The cadavers were mostly donated though some were people with no next of kin. Those who donated their body wrote letters to us when they were alive and these letters was clipped onto the stands were we laid our textbooks. The man in my group was a veteran with a near handwriting. He wrote us that he hoped we would become excellent doctors. The old woman of another group wrote a letter with misspelled words. This memory of an uneducated old lady who donated her body to educate others makes me cry all the time.
I want to believe that the process was humane as respectful. We had a moment of silence before starting dissection. During sessions we tried our best to always treat the cadavers as people -which is easier said than done. They look more like shrunken rubber models than actual human due to formalin. As we progress through the semester we take apart the head and the limb which dehumanises them. Yet their names, birth and death dates and letters reminded us that they were and always will be humans. At the end of the semester we attended the funeral along with their family.

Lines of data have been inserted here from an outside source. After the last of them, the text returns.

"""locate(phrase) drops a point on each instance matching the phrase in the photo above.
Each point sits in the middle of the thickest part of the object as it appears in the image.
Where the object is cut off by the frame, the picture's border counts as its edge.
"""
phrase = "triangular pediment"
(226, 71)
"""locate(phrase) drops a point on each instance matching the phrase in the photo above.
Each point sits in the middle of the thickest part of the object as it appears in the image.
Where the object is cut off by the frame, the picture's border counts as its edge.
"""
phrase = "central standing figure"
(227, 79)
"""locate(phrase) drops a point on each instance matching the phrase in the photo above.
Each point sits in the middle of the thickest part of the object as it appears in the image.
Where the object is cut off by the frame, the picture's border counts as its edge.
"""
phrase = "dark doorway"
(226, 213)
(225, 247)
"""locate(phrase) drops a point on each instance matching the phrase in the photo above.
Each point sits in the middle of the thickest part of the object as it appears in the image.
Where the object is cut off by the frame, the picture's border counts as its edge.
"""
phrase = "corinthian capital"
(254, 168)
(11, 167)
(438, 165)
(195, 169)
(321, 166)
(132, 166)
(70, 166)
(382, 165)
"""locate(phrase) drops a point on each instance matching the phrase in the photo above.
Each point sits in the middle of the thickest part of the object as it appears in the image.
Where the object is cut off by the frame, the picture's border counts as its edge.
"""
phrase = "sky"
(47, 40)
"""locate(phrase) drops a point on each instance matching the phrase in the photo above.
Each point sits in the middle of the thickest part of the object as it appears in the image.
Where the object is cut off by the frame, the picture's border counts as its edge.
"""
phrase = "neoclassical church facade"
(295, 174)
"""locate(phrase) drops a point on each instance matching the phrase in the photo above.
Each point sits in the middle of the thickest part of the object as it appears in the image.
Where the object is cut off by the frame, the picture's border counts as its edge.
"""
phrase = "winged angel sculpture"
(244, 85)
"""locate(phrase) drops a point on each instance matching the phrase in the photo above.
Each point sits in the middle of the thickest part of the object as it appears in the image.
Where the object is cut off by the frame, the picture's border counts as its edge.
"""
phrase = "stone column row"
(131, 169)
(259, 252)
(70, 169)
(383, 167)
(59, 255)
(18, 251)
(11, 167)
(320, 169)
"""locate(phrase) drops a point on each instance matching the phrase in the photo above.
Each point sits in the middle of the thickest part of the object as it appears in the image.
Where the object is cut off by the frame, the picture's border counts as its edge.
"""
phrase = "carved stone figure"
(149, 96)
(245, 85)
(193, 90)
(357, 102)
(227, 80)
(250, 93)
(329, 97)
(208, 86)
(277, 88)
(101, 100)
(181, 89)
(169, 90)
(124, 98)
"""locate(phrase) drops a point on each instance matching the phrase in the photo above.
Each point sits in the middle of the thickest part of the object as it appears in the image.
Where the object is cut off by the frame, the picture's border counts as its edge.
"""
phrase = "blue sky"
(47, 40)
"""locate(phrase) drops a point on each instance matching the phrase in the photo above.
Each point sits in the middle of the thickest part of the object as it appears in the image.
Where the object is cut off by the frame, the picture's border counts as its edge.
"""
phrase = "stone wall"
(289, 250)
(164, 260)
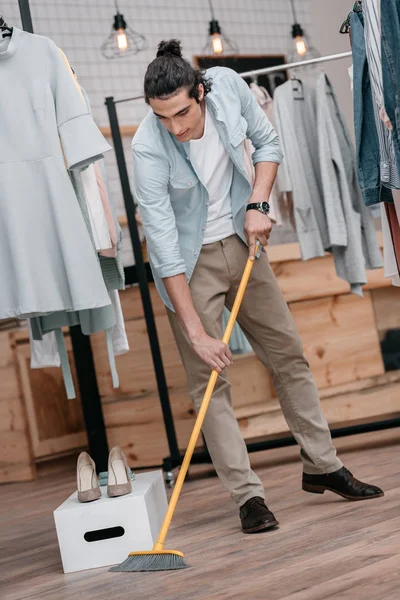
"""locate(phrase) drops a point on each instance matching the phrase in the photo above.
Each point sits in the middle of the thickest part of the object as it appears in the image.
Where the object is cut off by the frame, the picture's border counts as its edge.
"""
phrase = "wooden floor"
(325, 548)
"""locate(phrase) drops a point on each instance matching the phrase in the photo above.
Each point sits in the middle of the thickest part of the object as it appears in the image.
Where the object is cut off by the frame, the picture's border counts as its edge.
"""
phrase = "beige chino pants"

I said, I want to believe that the dissection was humane and respectful. That is because some weren't. Some didn’t care who the cadavers were and just happy to chop off the limbs because it made the cadaver lighter. Few sneared when the professor dissected the genitals. Some didn’t even come to the funeral. Intellect usually gives no place for emotions but I believe doctors should have both; that's why we are doctors.
Undisturbed by Grace Goldman reminded me of these. And though I started with a light heart to take a break from Wanderhome, I soon became absorbed with memories of the anatomy semester. I don't think I played it the way the author intended it to be. I certainly didn’t explore the ethical questions regarding the usage of human body for science. Nonetheless it gave me an opportunity to make amends with the cadavers who weren't properly treated ten years ago by some of my classmates.